While both of the articles were short, the one by the Pioneer Press version contained slightly more information and covered both sides of the story, and included a quote from the principal of the school where the suspect taught who stated he was a good teacher that had never received any prior complaints.

January 29, 2007

Man Responsible For Death Receives 1-Year Sentence

Summary: The family of a St. Paul man expressed outrage after a judge sentenced the man responsible for his death to one year in jail Friday. Feon Stone, 21, admitted to fatally punching Chris Beck, 29, in exchange for a plea deal that lowered the charges against him from murder to manslaughter. Beck confronted Stone outside his brother's house on Aug. 23 after a realtive informed him someone was trying to break in. He later died of head injuries sustained in the ensuring fight.

The article by the Star Tribune used a hard news lead and maintained a surpinsingly dispassionate tone considering the content. While the story contained the necessary facts, it also paid great attention to the response of family members to the verdict. The author stresses the departure from state sentencing guideines for manslaughter in this case; normal procedure calls for a seven-year sentence. Paul Gustavson highlights the frustration of the victim's family and difficulty of securing a desirable verdict with a quote from Ramsey County Attorney Susan Gaertner:

It certainly is unusual for us to enter into a plea agreement that is substantially different than their expectations. The reality of this case, though, is that there was a signifiant risk that [Stone] would be acquitted in a trial. Then he would have no consequences.

The same story covered by the Pioneer Press utilized a markedly different approach. Instead of a hard news lead, the author starts with a one word quote from the victim's mother. I felt it was a compelling way to introduce a story and prompt the reader to continue reading.

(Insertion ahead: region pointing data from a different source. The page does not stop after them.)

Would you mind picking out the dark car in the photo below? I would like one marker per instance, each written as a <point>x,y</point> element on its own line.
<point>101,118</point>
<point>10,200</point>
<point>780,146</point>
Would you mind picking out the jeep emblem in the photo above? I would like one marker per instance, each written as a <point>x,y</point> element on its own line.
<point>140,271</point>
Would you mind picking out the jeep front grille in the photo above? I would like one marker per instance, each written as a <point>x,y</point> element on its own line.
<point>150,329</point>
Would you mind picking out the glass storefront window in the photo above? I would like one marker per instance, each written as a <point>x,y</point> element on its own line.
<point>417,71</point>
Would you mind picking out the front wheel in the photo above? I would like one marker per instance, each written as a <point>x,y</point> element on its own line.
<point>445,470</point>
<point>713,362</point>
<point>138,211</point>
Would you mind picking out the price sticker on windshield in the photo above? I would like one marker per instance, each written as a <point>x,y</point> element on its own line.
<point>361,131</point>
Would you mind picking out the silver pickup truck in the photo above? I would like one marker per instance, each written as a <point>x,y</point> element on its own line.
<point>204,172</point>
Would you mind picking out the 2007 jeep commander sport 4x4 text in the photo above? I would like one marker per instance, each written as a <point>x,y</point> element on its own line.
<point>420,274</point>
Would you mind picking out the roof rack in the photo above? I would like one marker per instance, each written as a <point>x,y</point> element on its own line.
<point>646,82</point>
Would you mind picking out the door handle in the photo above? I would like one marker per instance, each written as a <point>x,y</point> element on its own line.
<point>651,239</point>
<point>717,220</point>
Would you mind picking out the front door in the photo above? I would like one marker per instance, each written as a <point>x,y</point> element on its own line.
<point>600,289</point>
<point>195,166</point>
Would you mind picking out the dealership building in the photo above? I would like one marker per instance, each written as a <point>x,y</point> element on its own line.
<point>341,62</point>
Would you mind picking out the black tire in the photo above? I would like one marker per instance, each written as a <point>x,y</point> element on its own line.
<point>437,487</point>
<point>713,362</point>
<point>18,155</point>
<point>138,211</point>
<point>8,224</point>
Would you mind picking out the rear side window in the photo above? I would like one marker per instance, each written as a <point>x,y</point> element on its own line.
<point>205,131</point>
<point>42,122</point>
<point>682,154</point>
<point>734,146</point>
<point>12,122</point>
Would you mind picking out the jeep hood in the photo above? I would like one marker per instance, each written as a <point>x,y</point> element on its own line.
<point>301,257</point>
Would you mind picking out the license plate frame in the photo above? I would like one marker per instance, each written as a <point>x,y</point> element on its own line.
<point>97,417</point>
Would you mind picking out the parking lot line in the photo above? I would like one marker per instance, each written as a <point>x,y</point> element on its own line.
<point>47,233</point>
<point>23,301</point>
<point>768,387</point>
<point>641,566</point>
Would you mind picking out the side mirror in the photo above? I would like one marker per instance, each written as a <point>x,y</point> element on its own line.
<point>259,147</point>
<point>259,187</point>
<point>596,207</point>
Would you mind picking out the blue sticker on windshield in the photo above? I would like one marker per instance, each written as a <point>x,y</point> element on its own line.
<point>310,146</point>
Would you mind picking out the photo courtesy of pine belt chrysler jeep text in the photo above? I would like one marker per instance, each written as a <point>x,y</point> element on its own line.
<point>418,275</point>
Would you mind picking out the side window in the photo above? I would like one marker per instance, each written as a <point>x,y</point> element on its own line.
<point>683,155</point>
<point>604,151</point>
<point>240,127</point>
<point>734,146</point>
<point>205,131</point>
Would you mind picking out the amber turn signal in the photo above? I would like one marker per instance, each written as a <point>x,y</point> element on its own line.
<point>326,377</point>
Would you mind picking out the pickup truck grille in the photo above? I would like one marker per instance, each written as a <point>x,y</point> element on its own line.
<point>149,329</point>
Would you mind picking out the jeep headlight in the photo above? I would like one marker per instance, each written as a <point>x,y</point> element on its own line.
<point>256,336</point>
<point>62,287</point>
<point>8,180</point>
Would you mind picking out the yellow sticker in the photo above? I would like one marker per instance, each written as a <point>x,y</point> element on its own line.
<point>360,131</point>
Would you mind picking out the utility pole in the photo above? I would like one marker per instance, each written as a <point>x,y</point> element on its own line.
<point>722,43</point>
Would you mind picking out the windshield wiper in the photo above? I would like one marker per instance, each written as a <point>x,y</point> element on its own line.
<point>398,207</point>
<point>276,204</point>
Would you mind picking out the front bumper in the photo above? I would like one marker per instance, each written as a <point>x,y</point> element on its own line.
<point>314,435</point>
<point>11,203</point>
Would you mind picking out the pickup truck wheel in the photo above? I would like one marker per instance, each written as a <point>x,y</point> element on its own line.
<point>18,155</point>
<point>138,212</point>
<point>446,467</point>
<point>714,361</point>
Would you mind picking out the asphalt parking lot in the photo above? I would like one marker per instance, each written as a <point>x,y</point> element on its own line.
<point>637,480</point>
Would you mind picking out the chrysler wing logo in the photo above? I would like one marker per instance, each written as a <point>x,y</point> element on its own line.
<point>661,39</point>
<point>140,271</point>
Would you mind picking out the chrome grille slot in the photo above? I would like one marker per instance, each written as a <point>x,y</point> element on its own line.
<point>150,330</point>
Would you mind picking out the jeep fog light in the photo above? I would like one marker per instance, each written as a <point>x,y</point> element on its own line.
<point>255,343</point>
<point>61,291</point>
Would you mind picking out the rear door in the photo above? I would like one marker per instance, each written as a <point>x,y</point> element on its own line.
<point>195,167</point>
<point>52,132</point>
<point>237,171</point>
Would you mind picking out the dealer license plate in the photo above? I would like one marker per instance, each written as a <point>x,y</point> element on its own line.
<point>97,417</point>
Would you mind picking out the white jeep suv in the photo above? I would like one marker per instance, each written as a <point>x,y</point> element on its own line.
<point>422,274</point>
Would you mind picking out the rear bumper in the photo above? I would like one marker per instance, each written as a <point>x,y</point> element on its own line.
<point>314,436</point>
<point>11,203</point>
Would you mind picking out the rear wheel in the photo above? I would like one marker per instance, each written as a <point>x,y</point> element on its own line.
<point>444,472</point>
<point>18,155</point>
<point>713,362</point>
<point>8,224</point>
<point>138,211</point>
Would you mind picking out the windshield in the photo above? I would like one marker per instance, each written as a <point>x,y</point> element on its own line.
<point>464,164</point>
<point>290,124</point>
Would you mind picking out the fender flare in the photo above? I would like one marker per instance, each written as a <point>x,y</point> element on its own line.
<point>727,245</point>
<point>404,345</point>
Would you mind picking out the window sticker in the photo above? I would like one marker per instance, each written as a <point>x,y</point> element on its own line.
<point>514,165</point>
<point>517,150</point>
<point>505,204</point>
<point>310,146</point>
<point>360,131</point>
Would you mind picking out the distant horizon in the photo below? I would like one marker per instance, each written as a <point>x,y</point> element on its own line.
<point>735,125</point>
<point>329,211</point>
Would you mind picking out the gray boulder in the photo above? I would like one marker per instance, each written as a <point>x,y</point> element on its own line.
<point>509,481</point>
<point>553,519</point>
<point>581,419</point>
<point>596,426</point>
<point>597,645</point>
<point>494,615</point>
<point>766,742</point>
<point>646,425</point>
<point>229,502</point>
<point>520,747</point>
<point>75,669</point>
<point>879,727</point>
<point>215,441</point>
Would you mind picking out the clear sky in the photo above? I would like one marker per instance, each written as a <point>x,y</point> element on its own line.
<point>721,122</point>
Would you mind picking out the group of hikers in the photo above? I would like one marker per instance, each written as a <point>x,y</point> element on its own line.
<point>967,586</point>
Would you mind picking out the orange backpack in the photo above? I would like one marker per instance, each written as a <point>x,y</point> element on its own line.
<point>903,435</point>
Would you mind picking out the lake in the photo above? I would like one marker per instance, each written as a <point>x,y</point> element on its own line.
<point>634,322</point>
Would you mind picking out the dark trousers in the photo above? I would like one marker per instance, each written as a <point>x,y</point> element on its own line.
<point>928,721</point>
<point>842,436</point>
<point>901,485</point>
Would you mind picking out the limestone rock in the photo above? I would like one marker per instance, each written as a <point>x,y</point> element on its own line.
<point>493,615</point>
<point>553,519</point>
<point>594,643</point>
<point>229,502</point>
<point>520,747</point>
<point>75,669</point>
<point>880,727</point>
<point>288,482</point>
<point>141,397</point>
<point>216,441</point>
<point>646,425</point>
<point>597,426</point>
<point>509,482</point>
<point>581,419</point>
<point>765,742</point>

A major difference between the coverage of the Star Tribune and Pioneer Press was the latter's inclination to use direct quotes, instead of simply using the author to relay a statement. For example, both articles contained the words, "Life is cheap in Minnesota." However, it only appeared as a direct quote in the Pioneer Press. While a minor difference, it imparted a more visceral feeling and allowed me to sympathise with the victim's family more easily. Both leads emphasize the distress of family members in response to the verdict, so the ability to extract emotion from the reader benefits the coverage in this case.

Overall, the Pioneer Press did a better job than the Star Tribune in almost every way. The Pioneer Press version even contained useful information lacking from the Tribune edition; Stone is already credited for 157 days in custody. An apology by Stone is also absent from the Star Tribune article.